The explosion of the prison system happened under Bill Clinton. according to a study by the Justice Policy Institute, it is impossible to dispute the numbers: prison population rose by 673,000, his rate of incarceration was 42 per 100,000. these numbers are more than double the federal incarceration rate at the end of President Reagan’s term (17 per 100,000) and 61 percent higher than at the end of President George Bush’s term (25 per 100,000). “Under President Bill Clinton, the number of prisoners under federal jurisdiction doubled, and grew more than it did under the previous 12-years of Republican rule,combined,” states the JPI report.
Does a well timed and eloquently articulated Mia Culpa ("my bad") make up for the lives destroyed and families broken up?
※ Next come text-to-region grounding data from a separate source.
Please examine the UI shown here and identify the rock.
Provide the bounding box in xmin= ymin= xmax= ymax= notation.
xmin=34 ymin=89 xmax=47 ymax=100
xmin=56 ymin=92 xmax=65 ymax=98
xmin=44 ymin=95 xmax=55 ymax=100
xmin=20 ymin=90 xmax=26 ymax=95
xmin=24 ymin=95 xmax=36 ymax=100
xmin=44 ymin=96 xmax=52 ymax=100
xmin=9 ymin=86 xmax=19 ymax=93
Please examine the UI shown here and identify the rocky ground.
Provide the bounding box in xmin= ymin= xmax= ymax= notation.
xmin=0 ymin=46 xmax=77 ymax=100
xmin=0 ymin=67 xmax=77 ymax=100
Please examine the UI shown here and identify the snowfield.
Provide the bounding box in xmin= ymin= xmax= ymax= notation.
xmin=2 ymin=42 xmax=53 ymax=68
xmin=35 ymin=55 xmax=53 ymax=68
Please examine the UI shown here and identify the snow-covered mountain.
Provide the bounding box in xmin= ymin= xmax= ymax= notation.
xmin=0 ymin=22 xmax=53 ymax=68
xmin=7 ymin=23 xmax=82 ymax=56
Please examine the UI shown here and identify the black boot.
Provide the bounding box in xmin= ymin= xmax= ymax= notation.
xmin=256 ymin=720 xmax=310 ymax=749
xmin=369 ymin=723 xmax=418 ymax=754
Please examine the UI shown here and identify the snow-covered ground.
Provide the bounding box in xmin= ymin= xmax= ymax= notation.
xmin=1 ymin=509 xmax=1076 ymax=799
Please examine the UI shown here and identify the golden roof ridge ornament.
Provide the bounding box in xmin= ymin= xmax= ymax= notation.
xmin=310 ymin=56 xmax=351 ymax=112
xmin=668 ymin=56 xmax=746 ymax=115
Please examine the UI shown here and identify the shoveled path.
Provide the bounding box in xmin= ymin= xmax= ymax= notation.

Will this restore the broken bonds and broken lives; of prisoners who served over 20 years for minor offenses; of children growing up without fathers, becoming fathers and mothers themselves; of their grandchildren growing up never having a connection with their full family unit, having grandparents relegated to postcards from prisons or an occasional 15 minute phone call from prison; of young men and women having grayed in dungeons while their loved ones died and were buried, one by one, without the simple pleasure of laying eyes on or holding the hands of their offspring, their siblings, their blood, their hope, their, their future. Ahh, what i would give to have seen my father before he was buried on my 12th year of incarceration, just to have talked to him one last time, to have held his hand, to have cared for him in his last days as he cared for me in my first.
Clinton's apology will not restore any of this. But it is a lesson for us: do not be so blind as to follow the charismatic demagogue who just happens to be from your party, who the media wants you to accept. An older convict once told me, "Dog bites you the first time, it's his fault. Dog bites you the second time, it's your fault. Dog bites you the second time, you's a god-damn fool!" Let's avoid getting bit again.
At the NAACP Conference, Bill Clinton admitted that the harsh sentencing provisions in his 1994 crime bill were a harmful mistake.